Usually, studio reboots come standard with added gravitas (see Batman Begins or The Amazing Spider-Man) but Retaliation has no such advantage. Instead, characters speak in dull modern colloquialisms, such as “I’m just sayin’” and “Really!? Really!?” When we first meet with the short-lived Duke, he’s engaged in fratboy banter in Roadblock’s home over a military game on Xbox; perhaps they’re playing G.I. Joe: The Official Movie Game. Their exchanges are thoughtless and boring, the characters no less one-dimensional than a plastic toy. Fortunately, Duke doesn’t last very long (Tatum reportedly had scheduling conflicts and could not commit to the entire sequel), and unfortunately, his replacements are exceedingly bland. Roadblock is just “The Rock” but not as pumped-up as his recent turns in Pain & Gain or Fast & Furious 6; Lady Jaye is a sex object; Flint has no personality whatsoever. None of the performers seem to be enjoying their roles, especially not Bruce Willis, who plays “the original G.I. Joe” named General Joseph Colton. One thing is for certain: he was well paid for his appearance.
Chu’s experience directing action films is nil. He’s helmed the second and third Step Up movies and the doc Justin Bieber: Never Say Never—an odd CV for an action movie director. Once the onscreen mayhem begins, Chu controls the action scenes, and the audience never loses track of what’s going on. This will be my only compliment to Mr. Chu, who also manages an impressive sequence in the Himalayas where Snake Eyes and Storm Shadow face-off, and then, along with his newbie Jinx (Elodie Yung), takes a flying leap in a high-wire mountainside stunt against a gaggle of disposable ninjas. However thrilling this 5 minutes of screentime may be, it’s undone when the ninjas arrive in Japan’s ninja HQ, where the Blind Master (RZA of Wu-Tang Clan) monologues in a poor, cornball, stereotypical Asian accent about Storm Shadow’s misplaced villainy. Meanwhile, Zartan blows up London, the Joes jump into action, and the day is saved. Well, saved except for everyone but the millions dead in London, that is. But who’s counting bodies anyway? It’s about who won.

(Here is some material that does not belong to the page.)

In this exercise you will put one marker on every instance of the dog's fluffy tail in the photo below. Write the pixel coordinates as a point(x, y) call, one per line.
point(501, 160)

Not only is the action numbingly unrelenting (in a bad way) and the storytelling silly, but the content of G.I. Joe: Retaliation borders on offensive. Beyond barely taking a moment to grieve for the countless dead in London and treating such rampant violence like an emotionally disconnected videogame, the movie joins the Hollywood bandwagon (along with Red Dawn and Olympus Has Fallen) of publically mocking North Korea—a curious politicizing of movies today that’s more offensive in principle than in practice. But most offensive here is the lack of character development and the cartoonishness of everything onscreen. Despite Paramount and Hasbro’s efforts to reboot the franchise, it feels like they didn’t even try to improve on The Rise of Cobra. Here, we’re expected to care about the fates of these human dolls as they shoot guns and utter mindless dialogue, but the only viewers who might care are very young boys or adults with the mind of a child. Even as a child, I would have scoffed at Retaliation, having seen a better adaptation with the 1987 animated version G.I. Joe: The Movie. After all, if I’m going to be watching a cartoon, I prefer it to be animated.